Optimisme et concertation sur le terrain

À l’issue des échanges, les parties prenantes ont affiché un optimisme partagé. M. Guyslain Ngeleza, responsable du portefeuille Agriculture à la Banque mondiale, a confirmé le soutien de son institution : « La Banque mondiale est prête à accompagner le Gouvernement et la République démocratique du Congo. C’est évident. De manière générale, nos interventions se font à la demande de l’État. »
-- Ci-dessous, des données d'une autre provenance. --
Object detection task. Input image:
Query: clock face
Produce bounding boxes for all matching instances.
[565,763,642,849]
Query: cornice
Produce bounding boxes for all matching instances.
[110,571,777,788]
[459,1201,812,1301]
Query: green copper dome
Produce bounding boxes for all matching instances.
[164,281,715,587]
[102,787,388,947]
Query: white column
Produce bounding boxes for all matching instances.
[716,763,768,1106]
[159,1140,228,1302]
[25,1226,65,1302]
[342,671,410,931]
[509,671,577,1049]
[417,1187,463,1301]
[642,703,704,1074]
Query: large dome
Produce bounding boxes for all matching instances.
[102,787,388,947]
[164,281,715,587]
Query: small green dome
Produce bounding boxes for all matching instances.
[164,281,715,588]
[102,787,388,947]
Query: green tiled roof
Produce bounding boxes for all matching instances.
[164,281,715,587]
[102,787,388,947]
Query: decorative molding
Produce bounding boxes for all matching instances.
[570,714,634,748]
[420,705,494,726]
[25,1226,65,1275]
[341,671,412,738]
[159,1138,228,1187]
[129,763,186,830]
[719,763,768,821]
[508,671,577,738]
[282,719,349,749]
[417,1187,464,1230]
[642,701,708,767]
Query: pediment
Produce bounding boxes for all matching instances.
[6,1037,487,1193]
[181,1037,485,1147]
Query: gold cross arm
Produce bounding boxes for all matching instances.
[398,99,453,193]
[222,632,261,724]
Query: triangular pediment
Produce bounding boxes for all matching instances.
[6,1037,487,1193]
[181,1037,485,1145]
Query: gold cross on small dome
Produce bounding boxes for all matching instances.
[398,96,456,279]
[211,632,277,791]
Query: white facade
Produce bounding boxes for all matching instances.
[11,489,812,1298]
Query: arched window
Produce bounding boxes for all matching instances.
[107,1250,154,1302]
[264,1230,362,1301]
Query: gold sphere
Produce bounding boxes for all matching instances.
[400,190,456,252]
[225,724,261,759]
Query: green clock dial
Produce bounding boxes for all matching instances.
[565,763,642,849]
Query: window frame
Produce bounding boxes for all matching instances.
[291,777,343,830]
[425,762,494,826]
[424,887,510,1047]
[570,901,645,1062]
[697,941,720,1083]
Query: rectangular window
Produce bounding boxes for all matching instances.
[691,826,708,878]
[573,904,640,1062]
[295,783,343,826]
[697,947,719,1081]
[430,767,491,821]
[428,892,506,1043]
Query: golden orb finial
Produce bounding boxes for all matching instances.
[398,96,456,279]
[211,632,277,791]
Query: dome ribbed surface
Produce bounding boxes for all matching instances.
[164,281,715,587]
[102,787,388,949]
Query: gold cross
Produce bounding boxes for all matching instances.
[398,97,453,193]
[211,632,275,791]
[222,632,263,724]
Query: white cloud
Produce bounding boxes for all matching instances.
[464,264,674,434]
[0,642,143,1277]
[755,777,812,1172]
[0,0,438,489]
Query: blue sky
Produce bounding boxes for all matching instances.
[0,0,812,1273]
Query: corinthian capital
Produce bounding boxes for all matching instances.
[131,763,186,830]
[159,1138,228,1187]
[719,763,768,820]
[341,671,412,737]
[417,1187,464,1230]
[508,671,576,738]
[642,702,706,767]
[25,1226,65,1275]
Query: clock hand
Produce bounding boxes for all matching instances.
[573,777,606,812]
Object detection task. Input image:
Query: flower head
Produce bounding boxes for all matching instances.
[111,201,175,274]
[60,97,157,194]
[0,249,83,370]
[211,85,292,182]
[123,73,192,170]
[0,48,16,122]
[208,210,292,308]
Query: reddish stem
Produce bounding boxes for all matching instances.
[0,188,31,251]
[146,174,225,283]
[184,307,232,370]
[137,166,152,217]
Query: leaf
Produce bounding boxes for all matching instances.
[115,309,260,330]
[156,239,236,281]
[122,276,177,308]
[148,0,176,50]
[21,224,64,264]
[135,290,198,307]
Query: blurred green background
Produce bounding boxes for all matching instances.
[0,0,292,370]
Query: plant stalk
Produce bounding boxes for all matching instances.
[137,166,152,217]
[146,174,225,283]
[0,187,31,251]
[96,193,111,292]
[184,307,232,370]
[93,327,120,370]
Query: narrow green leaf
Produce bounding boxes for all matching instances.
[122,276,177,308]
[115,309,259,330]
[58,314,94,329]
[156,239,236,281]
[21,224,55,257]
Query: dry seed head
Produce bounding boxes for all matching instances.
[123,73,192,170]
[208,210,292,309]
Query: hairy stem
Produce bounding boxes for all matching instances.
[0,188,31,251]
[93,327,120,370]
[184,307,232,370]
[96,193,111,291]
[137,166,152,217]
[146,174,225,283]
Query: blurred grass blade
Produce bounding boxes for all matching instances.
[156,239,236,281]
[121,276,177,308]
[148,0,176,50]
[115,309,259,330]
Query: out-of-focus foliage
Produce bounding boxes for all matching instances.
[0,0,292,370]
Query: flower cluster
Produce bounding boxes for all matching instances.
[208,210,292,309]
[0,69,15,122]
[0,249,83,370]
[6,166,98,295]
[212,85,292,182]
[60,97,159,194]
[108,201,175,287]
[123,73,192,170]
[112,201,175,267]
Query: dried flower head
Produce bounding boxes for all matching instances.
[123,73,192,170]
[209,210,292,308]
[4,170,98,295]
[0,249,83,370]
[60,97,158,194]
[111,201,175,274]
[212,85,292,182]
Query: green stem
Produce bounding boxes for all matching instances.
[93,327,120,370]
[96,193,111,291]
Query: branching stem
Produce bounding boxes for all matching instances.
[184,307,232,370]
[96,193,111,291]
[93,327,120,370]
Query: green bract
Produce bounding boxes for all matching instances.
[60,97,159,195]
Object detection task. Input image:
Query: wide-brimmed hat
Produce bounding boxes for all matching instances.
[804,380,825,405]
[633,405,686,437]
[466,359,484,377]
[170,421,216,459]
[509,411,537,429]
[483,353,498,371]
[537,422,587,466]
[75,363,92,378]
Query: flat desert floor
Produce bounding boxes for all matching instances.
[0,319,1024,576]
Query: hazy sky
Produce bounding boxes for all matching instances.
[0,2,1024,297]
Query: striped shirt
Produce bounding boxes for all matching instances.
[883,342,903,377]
De son côté, M. Gandi Mole a souligné que cette séance avait permis d’harmoniser la vision du projet avec les bailleurs : « L’objectif était de définir qui fait quoi, qui intervient sur quel aspect et comment conduire efficacement ce projet. Aujourd’hui, les priorités concernent les études de faisabilité, la viabilité, l’approche de construction et le futur modèle d’exploitation. »

Sur le terrain, les opérations ont déjà commencé. Le directeur général du Groupe Mole a précisé que la phase de sécurisation foncière était en cours, en étroite collaboration avec les communautés locales associées au projet depuis 2022.

Grâce à cette mobilisation financière et technique, le ministère de l’Agriculture pose les jalons d’une souveraineté alimentaire durable, visant à produire et transformer localement tout en réduisant drastiquement les importations de la RDC.